Choumoff Pierre Serge, Les assassinats nationaux-socialistes par gaz en territoire autrichien 1940-1945 (Nationalsozialistische Massentötungen durch Giftgas auf österreichischem Gebiet 1940-1945), Wien/Paris, Mauthausen-Studien/Pierre Serge Choumoff, Band 1b, 2000, 158 p.

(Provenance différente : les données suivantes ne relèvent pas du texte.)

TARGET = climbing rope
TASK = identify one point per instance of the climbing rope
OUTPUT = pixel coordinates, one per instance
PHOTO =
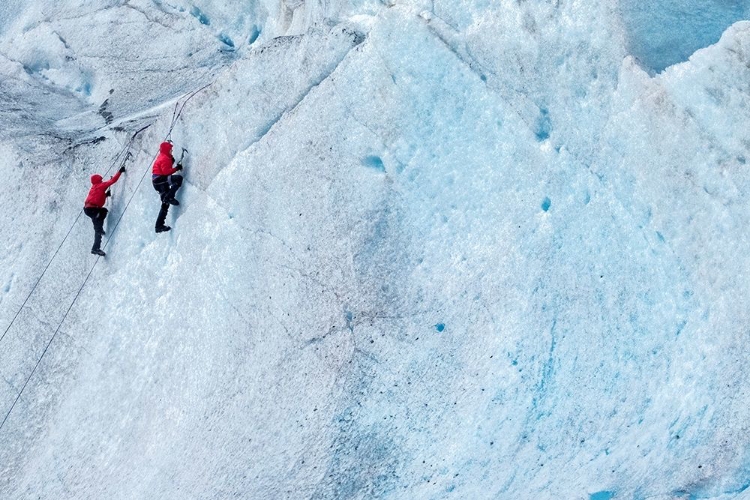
(175, 116)
(176, 113)
(124, 152)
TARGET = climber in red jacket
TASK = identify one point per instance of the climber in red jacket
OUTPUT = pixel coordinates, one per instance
(93, 207)
(166, 183)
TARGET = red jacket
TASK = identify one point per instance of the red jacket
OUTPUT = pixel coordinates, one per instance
(98, 192)
(165, 160)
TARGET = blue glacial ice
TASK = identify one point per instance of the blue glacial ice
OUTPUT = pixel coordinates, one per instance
(425, 250)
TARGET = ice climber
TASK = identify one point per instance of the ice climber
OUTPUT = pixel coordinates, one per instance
(166, 183)
(93, 207)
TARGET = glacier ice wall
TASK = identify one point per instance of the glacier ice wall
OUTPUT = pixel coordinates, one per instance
(425, 250)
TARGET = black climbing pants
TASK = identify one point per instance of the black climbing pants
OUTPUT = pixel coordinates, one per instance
(167, 187)
(97, 216)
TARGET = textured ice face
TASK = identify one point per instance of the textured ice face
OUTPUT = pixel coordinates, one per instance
(424, 250)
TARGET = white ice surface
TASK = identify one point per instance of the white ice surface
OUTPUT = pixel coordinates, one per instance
(426, 249)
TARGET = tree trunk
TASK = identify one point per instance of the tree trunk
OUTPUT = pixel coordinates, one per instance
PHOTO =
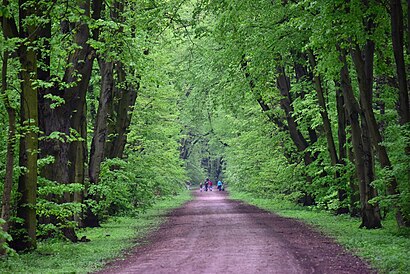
(331, 147)
(362, 153)
(100, 128)
(121, 114)
(8, 180)
(398, 44)
(364, 69)
(27, 185)
(341, 122)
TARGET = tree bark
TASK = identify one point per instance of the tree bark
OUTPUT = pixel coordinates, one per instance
(331, 147)
(364, 69)
(27, 184)
(398, 44)
(121, 114)
(8, 179)
(100, 129)
(362, 153)
(341, 133)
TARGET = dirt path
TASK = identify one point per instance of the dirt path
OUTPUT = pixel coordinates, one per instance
(213, 234)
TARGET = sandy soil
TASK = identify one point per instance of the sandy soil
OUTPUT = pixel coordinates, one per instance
(213, 234)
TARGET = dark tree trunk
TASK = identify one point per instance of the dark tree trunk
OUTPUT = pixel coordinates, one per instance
(27, 185)
(100, 128)
(362, 152)
(8, 179)
(398, 44)
(341, 133)
(331, 147)
(121, 114)
(364, 69)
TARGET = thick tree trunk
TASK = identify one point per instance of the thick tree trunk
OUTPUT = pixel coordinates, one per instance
(8, 179)
(331, 147)
(100, 128)
(27, 185)
(341, 133)
(362, 153)
(121, 114)
(398, 44)
(364, 69)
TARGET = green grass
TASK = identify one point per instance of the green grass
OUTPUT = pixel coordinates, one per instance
(108, 242)
(386, 249)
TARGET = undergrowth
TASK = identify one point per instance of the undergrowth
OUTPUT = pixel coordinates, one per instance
(386, 249)
(107, 242)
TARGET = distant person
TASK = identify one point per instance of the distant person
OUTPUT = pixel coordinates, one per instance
(219, 185)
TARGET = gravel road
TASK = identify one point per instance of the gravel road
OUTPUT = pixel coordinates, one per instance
(213, 234)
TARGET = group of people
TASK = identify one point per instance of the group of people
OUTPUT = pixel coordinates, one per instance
(207, 185)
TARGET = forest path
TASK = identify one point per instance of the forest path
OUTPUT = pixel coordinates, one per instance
(213, 234)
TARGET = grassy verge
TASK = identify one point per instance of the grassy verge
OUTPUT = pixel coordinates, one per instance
(107, 242)
(387, 249)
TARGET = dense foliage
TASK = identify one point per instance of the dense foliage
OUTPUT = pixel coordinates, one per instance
(107, 105)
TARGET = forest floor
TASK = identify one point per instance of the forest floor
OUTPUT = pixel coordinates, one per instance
(214, 234)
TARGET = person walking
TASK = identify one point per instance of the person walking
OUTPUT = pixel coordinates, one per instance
(219, 185)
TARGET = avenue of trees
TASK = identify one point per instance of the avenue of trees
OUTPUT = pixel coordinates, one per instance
(76, 146)
(108, 105)
(305, 100)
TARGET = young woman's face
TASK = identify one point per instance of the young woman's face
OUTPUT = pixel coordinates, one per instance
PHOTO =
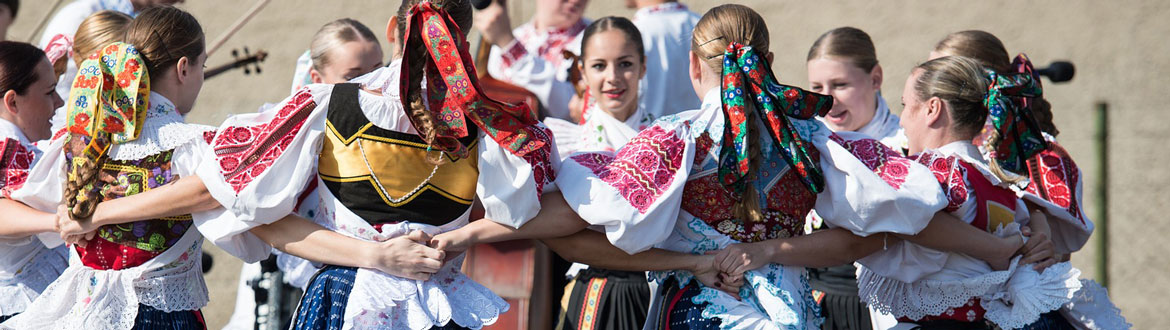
(36, 105)
(613, 73)
(853, 90)
(349, 61)
(913, 119)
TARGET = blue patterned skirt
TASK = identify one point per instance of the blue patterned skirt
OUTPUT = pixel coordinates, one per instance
(679, 309)
(323, 306)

Winkler Jean-Marie, Gazage de concentrationnaires au château de Hartheim. L’action « 14f13 » 1941-1945 en Autriche rattachée. Nouvelles recherches sur la comptabilité de la mort (Vergasung der KZ-Häftlinge im Schloss Hartheim. Die Aktion „14f13“ 1941-1945 im angeschlossenen Österreich. Neue Forschungsarbeiten über die Buchhaltung des Todes), Vorwort von Yves Ternon, Paris, Tirésias, Samml. „Ces oubliés de l’Histoire“ („Die Vergessenen der Geschichte“), 2010, 383 p.

Vitry Stéphanie, Les morts de Gusen, camp de concentration autrichien (à partir du dépouillement d’un registre de morts, avril 1943 – mai 1945) (Die Toten von Gusen, österreichisches Konzentrationslager (auf Grundlage eines Sterberegisters, April 1943 – Mai 1945), Magisterarbeit unter der Leitung von Antoine Prost und Claire Andrieu, Universität Paris I Panthéon-Sorbonne, CRHMSS, 1995, 148 p.